Let $\phi : G \to H/N$ be a homomorphism where $G$ and $H$ are groups and let $M \unlhd G$ and $N \unlhd H$.
Now when does $\phi$ induces a homomorphism $\phi^*$ from $G/M \to H/N\ ?$
- When $M \subseteq \text{ker}(\phi)$
- When $\text{ker}(\phi) \subseteq M$.
- or in both cases?
In the both cases, induced homomorphism looks like $$\phi^*(g+M)=\phi(g)+N$$
So is it a homomorphism in both cases? If yes, Why does it has to to satisfy a containment relation with $ker(\phi)$. What if $M$ is just some random subgroup of $G$?
Only when $M\subseteq \ker(\phi)$ (and of course, we also need $M$ to be normal in $G$, which is necessary for $G/M$ to be a group in the first place.)
First, forget about $H$ and $N$, which play no role separately in your question. We may as well just set $Q=H/N$. Thus, you have a homomorphism $\phi:G\to Q$, and want to know when there is an induced homomorphism $\phi^*:G/M\to Q$.

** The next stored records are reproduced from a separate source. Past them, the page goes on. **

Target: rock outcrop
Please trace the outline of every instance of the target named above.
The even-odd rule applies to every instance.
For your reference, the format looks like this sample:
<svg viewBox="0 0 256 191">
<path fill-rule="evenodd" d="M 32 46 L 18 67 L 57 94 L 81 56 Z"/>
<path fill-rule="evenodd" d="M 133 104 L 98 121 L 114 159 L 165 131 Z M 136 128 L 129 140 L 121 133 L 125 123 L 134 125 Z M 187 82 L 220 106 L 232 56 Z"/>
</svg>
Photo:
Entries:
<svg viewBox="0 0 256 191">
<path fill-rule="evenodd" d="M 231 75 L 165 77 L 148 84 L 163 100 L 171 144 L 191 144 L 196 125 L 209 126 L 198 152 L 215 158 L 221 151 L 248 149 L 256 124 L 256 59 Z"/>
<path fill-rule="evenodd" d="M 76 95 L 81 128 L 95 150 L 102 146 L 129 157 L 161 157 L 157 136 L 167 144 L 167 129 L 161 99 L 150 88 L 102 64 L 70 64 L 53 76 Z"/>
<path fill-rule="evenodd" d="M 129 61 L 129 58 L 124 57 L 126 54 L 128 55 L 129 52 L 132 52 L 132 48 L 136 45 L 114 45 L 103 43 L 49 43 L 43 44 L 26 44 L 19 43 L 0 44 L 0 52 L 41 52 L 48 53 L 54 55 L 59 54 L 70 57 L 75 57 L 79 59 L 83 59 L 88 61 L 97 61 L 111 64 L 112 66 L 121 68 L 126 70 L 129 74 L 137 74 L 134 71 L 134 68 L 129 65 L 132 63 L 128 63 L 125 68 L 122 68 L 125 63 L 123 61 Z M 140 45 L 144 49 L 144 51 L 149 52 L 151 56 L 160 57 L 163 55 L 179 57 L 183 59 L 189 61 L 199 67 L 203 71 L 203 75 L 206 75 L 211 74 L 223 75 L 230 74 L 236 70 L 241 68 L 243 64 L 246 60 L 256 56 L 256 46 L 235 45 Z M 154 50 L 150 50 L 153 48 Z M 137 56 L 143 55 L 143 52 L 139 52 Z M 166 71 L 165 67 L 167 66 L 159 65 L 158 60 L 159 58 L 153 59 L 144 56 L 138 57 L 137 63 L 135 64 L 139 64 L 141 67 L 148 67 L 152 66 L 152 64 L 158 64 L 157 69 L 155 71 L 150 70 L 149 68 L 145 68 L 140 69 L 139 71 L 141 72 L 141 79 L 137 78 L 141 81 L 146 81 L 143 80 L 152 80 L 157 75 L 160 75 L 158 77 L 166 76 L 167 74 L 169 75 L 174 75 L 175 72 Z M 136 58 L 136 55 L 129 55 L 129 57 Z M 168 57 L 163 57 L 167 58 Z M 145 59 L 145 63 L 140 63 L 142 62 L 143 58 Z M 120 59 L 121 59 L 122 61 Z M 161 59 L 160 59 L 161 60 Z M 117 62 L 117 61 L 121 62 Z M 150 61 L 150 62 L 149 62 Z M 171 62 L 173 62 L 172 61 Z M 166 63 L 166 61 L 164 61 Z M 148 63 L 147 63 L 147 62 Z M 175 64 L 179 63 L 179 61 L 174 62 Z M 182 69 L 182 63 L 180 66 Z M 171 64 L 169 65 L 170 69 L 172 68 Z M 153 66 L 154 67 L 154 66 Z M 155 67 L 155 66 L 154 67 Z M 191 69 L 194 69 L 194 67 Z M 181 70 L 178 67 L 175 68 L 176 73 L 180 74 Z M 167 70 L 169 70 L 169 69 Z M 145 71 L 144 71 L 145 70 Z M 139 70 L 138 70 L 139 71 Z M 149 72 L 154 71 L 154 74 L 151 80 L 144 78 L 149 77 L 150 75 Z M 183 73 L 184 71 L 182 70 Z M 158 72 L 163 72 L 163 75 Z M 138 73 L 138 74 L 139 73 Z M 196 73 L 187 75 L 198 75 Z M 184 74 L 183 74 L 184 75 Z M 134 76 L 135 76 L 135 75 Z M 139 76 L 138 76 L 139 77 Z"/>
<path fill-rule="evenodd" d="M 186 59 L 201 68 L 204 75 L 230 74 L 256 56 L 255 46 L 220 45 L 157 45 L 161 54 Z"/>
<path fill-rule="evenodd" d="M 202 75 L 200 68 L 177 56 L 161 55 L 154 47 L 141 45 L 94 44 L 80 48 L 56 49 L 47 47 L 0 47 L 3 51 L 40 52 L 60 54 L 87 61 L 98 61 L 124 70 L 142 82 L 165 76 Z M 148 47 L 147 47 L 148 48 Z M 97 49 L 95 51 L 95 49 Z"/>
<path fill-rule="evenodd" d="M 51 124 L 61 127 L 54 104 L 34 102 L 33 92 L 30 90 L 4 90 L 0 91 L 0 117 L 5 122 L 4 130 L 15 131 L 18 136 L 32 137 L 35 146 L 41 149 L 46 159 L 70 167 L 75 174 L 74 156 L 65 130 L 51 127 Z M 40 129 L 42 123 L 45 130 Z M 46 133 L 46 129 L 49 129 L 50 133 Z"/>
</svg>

In order for the (proposed) formula $$\phi^*(gM)=\phi(g)$$ to make a well-defined function $\phi^*:G/M\to Q$, you need to have $$g_1M=g_2M\implies \phi(g_1)=\phi(g_2)$$ which by the first isomorphism theorem is equivalent to $$g_1M=g_2M\implies g_1\ker(\phi)=g_2\ker(\phi)$$ which is equivalent to $$g\in M\implies g\in\ker(\phi)$$ which is equivalent to $M\subseteq\ker(\phi)$.